Simon Bock, der Polizist in Ausbildung, ist inzwischen voll in Weiden angekommen – und mit ihm der HC in der Regionalliga. Bei der 25:33-Auftaktpleite in Korschenbroich musste der HC in der ersten Halbzeit einiges an Lehrgeld bezahlen, ehe er sich Stück für Stück steigern konnte. Bocks Trefferzahl in den ersten drei Partien: sieben (zwei Siebenmeter), sieben (zwei), sieben (einer). Anschließend gab es noch mehr Bock-Tore – was zu nicht unbedingt selbstverständlichen Siegen über die SG Ratingen (26:25) und SG Langenfeld (28:27) führte. Mit jeweils zwölf Treffern (fünf und vier Siebenmeter) festigte der 23-Jährige seinen Ruf als einer der Top-Werfer in der Regionalliga. Das ist übrigens nicht sein Hauptziel auf dem Feld: „Wenn ich 20 Assists gebe und wir dadurch gewinnen, verzichte ich gerne auf alle meine Tore.“ Handball will er ansonsten immer „nur“ als Hobby mit gehobenem Anspruch betreiben, weil sich mehr mit der Polizei-Ausbildung ohnehin kaum vereinbaren lässt.

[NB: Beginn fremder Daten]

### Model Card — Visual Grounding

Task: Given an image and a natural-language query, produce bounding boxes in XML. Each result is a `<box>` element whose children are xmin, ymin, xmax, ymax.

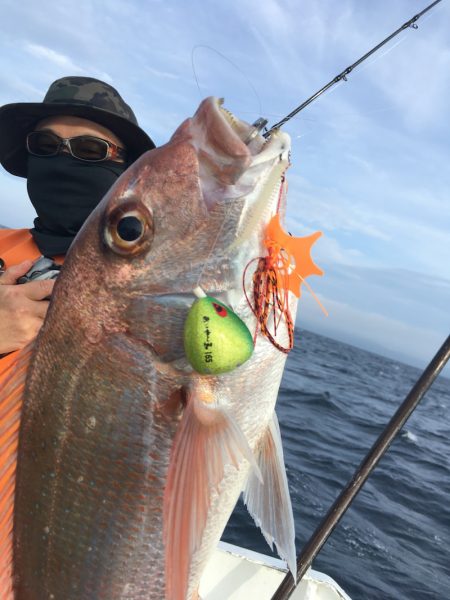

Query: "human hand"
<box><xmin>0</xmin><ymin>260</ymin><xmax>55</xmax><ymax>354</ymax></box>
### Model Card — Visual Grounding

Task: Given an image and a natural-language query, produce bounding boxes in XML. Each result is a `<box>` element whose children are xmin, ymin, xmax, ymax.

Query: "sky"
<box><xmin>0</xmin><ymin>0</ymin><xmax>450</xmax><ymax>367</ymax></box>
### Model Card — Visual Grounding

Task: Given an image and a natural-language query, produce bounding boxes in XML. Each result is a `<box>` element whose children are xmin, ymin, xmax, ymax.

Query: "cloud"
<box><xmin>297</xmin><ymin>294</ymin><xmax>447</xmax><ymax>367</ymax></box>
<box><xmin>24</xmin><ymin>42</ymin><xmax>83</xmax><ymax>74</ymax></box>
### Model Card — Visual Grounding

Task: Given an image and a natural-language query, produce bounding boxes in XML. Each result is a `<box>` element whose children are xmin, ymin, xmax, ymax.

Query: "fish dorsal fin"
<box><xmin>244</xmin><ymin>413</ymin><xmax>297</xmax><ymax>577</ymax></box>
<box><xmin>0</xmin><ymin>344</ymin><xmax>32</xmax><ymax>600</ymax></box>
<box><xmin>164</xmin><ymin>380</ymin><xmax>258</xmax><ymax>600</ymax></box>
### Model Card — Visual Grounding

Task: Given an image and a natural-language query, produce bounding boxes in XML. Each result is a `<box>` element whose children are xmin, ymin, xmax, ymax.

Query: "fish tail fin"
<box><xmin>244</xmin><ymin>413</ymin><xmax>297</xmax><ymax>579</ymax></box>
<box><xmin>0</xmin><ymin>345</ymin><xmax>32</xmax><ymax>600</ymax></box>
<box><xmin>164</xmin><ymin>382</ymin><xmax>258</xmax><ymax>600</ymax></box>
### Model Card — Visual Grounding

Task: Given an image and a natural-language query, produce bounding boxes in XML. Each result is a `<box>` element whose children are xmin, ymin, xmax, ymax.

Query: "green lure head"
<box><xmin>184</xmin><ymin>296</ymin><xmax>253</xmax><ymax>375</ymax></box>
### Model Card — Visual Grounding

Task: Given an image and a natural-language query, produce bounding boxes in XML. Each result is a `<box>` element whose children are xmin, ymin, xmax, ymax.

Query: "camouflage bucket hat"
<box><xmin>0</xmin><ymin>77</ymin><xmax>155</xmax><ymax>177</ymax></box>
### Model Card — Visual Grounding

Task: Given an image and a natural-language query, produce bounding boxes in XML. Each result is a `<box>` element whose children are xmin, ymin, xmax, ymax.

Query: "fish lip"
<box><xmin>204</xmin><ymin>97</ymin><xmax>268</xmax><ymax>156</ymax></box>
<box><xmin>212</xmin><ymin>98</ymin><xmax>288</xmax><ymax>159</ymax></box>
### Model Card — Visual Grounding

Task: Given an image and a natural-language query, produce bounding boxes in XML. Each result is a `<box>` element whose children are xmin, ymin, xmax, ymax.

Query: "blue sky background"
<box><xmin>0</xmin><ymin>0</ymin><xmax>450</xmax><ymax>366</ymax></box>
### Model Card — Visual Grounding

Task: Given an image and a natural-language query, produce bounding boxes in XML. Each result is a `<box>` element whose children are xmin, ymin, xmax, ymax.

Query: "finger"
<box><xmin>0</xmin><ymin>260</ymin><xmax>33</xmax><ymax>285</ymax></box>
<box><xmin>22</xmin><ymin>279</ymin><xmax>55</xmax><ymax>300</ymax></box>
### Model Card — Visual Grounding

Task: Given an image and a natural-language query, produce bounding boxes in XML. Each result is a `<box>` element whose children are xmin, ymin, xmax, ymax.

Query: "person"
<box><xmin>0</xmin><ymin>77</ymin><xmax>155</xmax><ymax>364</ymax></box>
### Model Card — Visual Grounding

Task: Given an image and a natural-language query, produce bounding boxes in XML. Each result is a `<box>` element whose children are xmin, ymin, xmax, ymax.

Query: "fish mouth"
<box><xmin>197</xmin><ymin>97</ymin><xmax>276</xmax><ymax>162</ymax></box>
<box><xmin>214</xmin><ymin>98</ymin><xmax>269</xmax><ymax>155</ymax></box>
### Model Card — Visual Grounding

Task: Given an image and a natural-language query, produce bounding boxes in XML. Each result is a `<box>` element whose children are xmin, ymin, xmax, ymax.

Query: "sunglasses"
<box><xmin>27</xmin><ymin>131</ymin><xmax>126</xmax><ymax>162</ymax></box>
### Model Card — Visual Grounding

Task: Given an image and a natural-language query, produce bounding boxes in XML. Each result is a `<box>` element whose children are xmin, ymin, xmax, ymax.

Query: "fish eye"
<box><xmin>103</xmin><ymin>203</ymin><xmax>153</xmax><ymax>256</ymax></box>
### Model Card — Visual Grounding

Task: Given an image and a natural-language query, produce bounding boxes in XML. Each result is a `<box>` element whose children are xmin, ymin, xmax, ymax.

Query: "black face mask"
<box><xmin>27</xmin><ymin>154</ymin><xmax>127</xmax><ymax>256</ymax></box>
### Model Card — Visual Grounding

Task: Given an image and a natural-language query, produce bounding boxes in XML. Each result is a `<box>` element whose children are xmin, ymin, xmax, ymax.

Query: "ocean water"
<box><xmin>223</xmin><ymin>331</ymin><xmax>450</xmax><ymax>600</ymax></box>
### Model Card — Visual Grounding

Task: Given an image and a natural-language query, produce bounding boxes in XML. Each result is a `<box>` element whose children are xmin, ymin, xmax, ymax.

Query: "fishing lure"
<box><xmin>184</xmin><ymin>288</ymin><xmax>254</xmax><ymax>375</ymax></box>
<box><xmin>243</xmin><ymin>213</ymin><xmax>323</xmax><ymax>354</ymax></box>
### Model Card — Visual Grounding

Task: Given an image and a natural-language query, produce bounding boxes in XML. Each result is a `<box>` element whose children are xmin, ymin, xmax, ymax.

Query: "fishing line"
<box><xmin>191</xmin><ymin>44</ymin><xmax>262</xmax><ymax>115</ymax></box>
<box><xmin>263</xmin><ymin>0</ymin><xmax>442</xmax><ymax>137</ymax></box>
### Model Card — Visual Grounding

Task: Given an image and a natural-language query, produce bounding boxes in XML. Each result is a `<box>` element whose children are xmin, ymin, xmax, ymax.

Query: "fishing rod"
<box><xmin>271</xmin><ymin>335</ymin><xmax>450</xmax><ymax>600</ymax></box>
<box><xmin>260</xmin><ymin>0</ymin><xmax>441</xmax><ymax>138</ymax></box>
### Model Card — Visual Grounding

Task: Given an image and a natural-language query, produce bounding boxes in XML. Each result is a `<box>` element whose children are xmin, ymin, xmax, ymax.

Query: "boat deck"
<box><xmin>200</xmin><ymin>542</ymin><xmax>351</xmax><ymax>600</ymax></box>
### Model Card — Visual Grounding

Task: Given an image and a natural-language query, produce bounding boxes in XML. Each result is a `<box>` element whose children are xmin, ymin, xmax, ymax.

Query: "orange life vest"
<box><xmin>0</xmin><ymin>229</ymin><xmax>64</xmax><ymax>376</ymax></box>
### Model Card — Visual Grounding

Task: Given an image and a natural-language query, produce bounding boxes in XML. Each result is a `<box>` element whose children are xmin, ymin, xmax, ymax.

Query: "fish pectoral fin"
<box><xmin>0</xmin><ymin>344</ymin><xmax>33</xmax><ymax>599</ymax></box>
<box><xmin>164</xmin><ymin>383</ymin><xmax>258</xmax><ymax>600</ymax></box>
<box><xmin>244</xmin><ymin>413</ymin><xmax>297</xmax><ymax>578</ymax></box>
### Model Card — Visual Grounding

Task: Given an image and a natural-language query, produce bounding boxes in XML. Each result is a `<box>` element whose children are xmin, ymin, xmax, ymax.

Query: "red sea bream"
<box><xmin>0</xmin><ymin>98</ymin><xmax>319</xmax><ymax>600</ymax></box>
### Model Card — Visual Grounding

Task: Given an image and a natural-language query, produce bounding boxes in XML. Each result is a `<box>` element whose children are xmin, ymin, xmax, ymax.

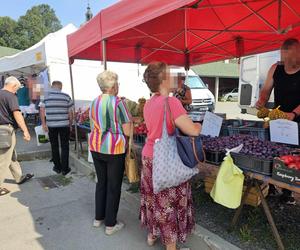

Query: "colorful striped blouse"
<box><xmin>89</xmin><ymin>94</ymin><xmax>131</xmax><ymax>155</ymax></box>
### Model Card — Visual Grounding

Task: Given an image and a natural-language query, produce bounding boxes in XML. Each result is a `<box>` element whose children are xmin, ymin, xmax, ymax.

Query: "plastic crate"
<box><xmin>227</xmin><ymin>121</ymin><xmax>270</xmax><ymax>141</ymax></box>
<box><xmin>220</xmin><ymin>119</ymin><xmax>243</xmax><ymax>136</ymax></box>
<box><xmin>230</xmin><ymin>153</ymin><xmax>273</xmax><ymax>175</ymax></box>
<box><xmin>133</xmin><ymin>135</ymin><xmax>147</xmax><ymax>144</ymax></box>
<box><xmin>204</xmin><ymin>150</ymin><xmax>225</xmax><ymax>165</ymax></box>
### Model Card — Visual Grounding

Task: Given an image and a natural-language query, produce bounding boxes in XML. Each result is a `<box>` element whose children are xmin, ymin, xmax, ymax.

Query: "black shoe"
<box><xmin>52</xmin><ymin>167</ymin><xmax>61</xmax><ymax>174</ymax></box>
<box><xmin>61</xmin><ymin>168</ymin><xmax>71</xmax><ymax>176</ymax></box>
<box><xmin>280</xmin><ymin>195</ymin><xmax>296</xmax><ymax>205</ymax></box>
<box><xmin>18</xmin><ymin>174</ymin><xmax>34</xmax><ymax>185</ymax></box>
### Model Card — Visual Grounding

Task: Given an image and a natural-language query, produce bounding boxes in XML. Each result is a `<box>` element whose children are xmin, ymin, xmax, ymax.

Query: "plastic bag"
<box><xmin>34</xmin><ymin>126</ymin><xmax>49</xmax><ymax>146</ymax></box>
<box><xmin>210</xmin><ymin>152</ymin><xmax>244</xmax><ymax>209</ymax></box>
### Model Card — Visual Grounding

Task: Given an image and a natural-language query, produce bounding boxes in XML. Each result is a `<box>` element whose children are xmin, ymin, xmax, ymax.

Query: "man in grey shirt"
<box><xmin>40</xmin><ymin>81</ymin><xmax>73</xmax><ymax>175</ymax></box>
<box><xmin>0</xmin><ymin>76</ymin><xmax>33</xmax><ymax>196</ymax></box>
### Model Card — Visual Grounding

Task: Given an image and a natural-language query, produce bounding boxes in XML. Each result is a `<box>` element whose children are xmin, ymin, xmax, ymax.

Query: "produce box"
<box><xmin>204</xmin><ymin>150</ymin><xmax>225</xmax><ymax>165</ymax></box>
<box><xmin>227</xmin><ymin>120</ymin><xmax>270</xmax><ymax>140</ymax></box>
<box><xmin>204</xmin><ymin>176</ymin><xmax>269</xmax><ymax>207</ymax></box>
<box><xmin>231</xmin><ymin>153</ymin><xmax>273</xmax><ymax>175</ymax></box>
<box><xmin>272</xmin><ymin>158</ymin><xmax>300</xmax><ymax>186</ymax></box>
<box><xmin>133</xmin><ymin>134</ymin><xmax>147</xmax><ymax>144</ymax></box>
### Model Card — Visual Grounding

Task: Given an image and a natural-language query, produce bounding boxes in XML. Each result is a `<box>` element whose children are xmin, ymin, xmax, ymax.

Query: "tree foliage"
<box><xmin>0</xmin><ymin>4</ymin><xmax>62</xmax><ymax>50</ymax></box>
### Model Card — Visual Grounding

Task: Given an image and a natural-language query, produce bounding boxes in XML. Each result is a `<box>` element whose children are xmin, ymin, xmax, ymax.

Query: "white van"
<box><xmin>171</xmin><ymin>68</ymin><xmax>215</xmax><ymax>121</ymax></box>
<box><xmin>238</xmin><ymin>50</ymin><xmax>280</xmax><ymax>115</ymax></box>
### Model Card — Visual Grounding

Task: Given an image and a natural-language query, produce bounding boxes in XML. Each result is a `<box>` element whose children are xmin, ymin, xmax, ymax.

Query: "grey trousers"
<box><xmin>0</xmin><ymin>125</ymin><xmax>22</xmax><ymax>187</ymax></box>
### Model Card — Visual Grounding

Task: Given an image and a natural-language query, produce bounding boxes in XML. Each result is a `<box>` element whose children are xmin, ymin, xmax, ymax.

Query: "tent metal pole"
<box><xmin>102</xmin><ymin>39</ymin><xmax>107</xmax><ymax>70</ymax></box>
<box><xmin>69</xmin><ymin>64</ymin><xmax>80</xmax><ymax>159</ymax></box>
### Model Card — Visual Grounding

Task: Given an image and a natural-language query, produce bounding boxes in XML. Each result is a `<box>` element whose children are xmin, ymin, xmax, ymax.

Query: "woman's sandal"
<box><xmin>0</xmin><ymin>188</ymin><xmax>10</xmax><ymax>196</ymax></box>
<box><xmin>147</xmin><ymin>235</ymin><xmax>158</xmax><ymax>247</ymax></box>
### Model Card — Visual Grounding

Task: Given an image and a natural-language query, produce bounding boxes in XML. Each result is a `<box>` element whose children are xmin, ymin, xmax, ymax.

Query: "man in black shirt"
<box><xmin>0</xmin><ymin>76</ymin><xmax>33</xmax><ymax>196</ymax></box>
<box><xmin>256</xmin><ymin>38</ymin><xmax>300</xmax><ymax>205</ymax></box>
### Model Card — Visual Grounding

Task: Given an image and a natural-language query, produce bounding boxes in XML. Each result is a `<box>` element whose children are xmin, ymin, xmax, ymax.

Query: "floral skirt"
<box><xmin>140</xmin><ymin>157</ymin><xmax>195</xmax><ymax>245</ymax></box>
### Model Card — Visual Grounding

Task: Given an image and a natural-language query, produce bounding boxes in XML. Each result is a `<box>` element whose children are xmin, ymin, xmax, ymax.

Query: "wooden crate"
<box><xmin>204</xmin><ymin>176</ymin><xmax>269</xmax><ymax>207</ymax></box>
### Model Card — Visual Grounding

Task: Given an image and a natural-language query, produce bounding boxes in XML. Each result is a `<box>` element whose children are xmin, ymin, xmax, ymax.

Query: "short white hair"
<box><xmin>4</xmin><ymin>76</ymin><xmax>22</xmax><ymax>88</ymax></box>
<box><xmin>97</xmin><ymin>70</ymin><xmax>118</xmax><ymax>91</ymax></box>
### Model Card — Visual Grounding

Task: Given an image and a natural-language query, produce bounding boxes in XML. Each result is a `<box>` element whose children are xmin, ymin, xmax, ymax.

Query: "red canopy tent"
<box><xmin>68</xmin><ymin>0</ymin><xmax>300</xmax><ymax>67</ymax></box>
<box><xmin>67</xmin><ymin>0</ymin><xmax>300</xmax><ymax>162</ymax></box>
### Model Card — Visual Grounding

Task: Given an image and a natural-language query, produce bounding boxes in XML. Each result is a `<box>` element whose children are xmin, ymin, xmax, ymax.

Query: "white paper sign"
<box><xmin>270</xmin><ymin>119</ymin><xmax>299</xmax><ymax>145</ymax></box>
<box><xmin>201</xmin><ymin>111</ymin><xmax>223</xmax><ymax>137</ymax></box>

Einen Favoriten fürs Derby können die Trainer nicht erkennen und sie gehen bei von einem klassischen 50:50-Spiel aus, in dem die Tagesform entscheidet. „Ich habe ein gutes Gefühl“, erklärt Martin Becker, „da ist viel Feuer drin. Wir freuen uns sehr darauf.“ Kollege/Freund Heckhausen streicht auf der einen Seite noch einmal die „vereinsübergreifende“ Bedeutung heraus – und er wird dennoch mit seinen Weidenern alles in die Waagschale werfen, um die beiden Punkte zu behalten. Irgendwie scheint die Gegend um Würselen und Aachen zu brodeln. Das Derby hat das Zeug zum Spiel des Jahres.